Lorsque je parle d'un aliment mort, je parle d'un aliment qu'on a détruit et qui a perdu ainsi toute sa vitalité et sa valeur nutritive. Cet aliment n'est pas nourrissant car les éléments nutritifs qu'il possédait ont été détruits, habituellement par la chaleur mais aussi par la congélation, les micro-ondes et l'irradiation. Les enzymes (nécessaires à la digestion et à la vie en général), les vitamines (nécessaires à notre métabolisme), les acides aminés et les minéraux (nécessaires à la construction des cellules et au fonctionnement de tous les systèmes), les acides gras (nécessaires au métabolisme), les fibres (nécessaires au transit intestinal), presque tout est détruit. Il est évident qu'un aliment qui ne possède plus rien d'utile va, à la longue, nous amener vers la mort. Lorsque les cellules ne sont pas nourries, elles meurent. Évidemment, cela ne se fait pas du jour au lendemain mais après plusieurs années d'un tel régime.

"Quant à la viande, il serait préférable de ne pas en manger car nous, les humains, ne sommes pas des carnivores par nature. Cela est bien connu des milieux scientifiques mais, sous les pressions, on tient le peuple dans l'ignorance. On le rend ainsi malade pour pouvoir le "soigner" par la suite avec des médicaments toxiques. On empoisonne aussi nos fruits et légumes ainsi que le fourrage des animaux avec des engrais chimiques et des pesticides, sous prétexte d'améliorer les récoltes mais tout cela ne sert que le profit et le pouvoir... et dévitalise nos aliments. C'est une tragédie pour l'espèce humaine et pour la nature.
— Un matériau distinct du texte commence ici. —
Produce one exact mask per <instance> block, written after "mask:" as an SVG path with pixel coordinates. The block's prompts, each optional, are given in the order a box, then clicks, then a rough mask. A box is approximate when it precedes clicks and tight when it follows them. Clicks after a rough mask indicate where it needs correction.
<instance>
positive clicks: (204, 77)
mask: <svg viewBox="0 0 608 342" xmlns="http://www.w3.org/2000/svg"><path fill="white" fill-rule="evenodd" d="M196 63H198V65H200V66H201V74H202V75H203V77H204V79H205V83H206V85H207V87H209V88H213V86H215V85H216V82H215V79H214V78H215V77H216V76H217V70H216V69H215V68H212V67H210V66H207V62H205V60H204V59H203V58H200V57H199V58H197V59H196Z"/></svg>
Les gens qui ont mangé vivant toute leur vie sont des personnes fortes, en pleine santé et débordant de vitalité. Les autres sont faibles, malades et s'acheminent péniblement vers la 'mort'.
Laurent L'Écuyer

Définition de la Naturopathie


Étymologie
Le mot "naturopathe" vient de deux termes anglais:"nature" et "path". Il signifie le chemin ou la voie de la nature.
Définition
La naturopathie est une méthode de soins visant la santé globale et optimale de toute personne, au moyen d'une gestion efficace de son mode de vie, mais aussi de son corps de manière à lui donner accès aux conditions les plus favorables possibles à sa tendance innée et puissante de s'autorétablir ou s'améliorer.
Pratique de la naturopathie
Le naturopathe agit essentiellement comme un guide des bonnes habitudes de vie. en tenant compte de la spécificité de chaque personne qui le consulte, son rôle est de scruter attentivement son mode de vie, de procéder à diverses évaluations selon les cas et de proposer des recommandations visant à atteindre les objectifs de santé souhaités. Le naturopathe ne fait pas que régler les problèmes physiques par le biais de solutions externes. Il offre une approche personnalisée de votre état de santé et est là pour vous enseigner le meilleur chemin à suivre pour atteindre un niveau de santé optimal. Consulter un naturopathe, c'est s'offrir une éducation grâce à laquelle on peut reconquérir, améliorer ou conserver soi-même sa santé. C'est ce qui s'appelle se réapproprier son pouvoir personnel grâce à la naturopathie.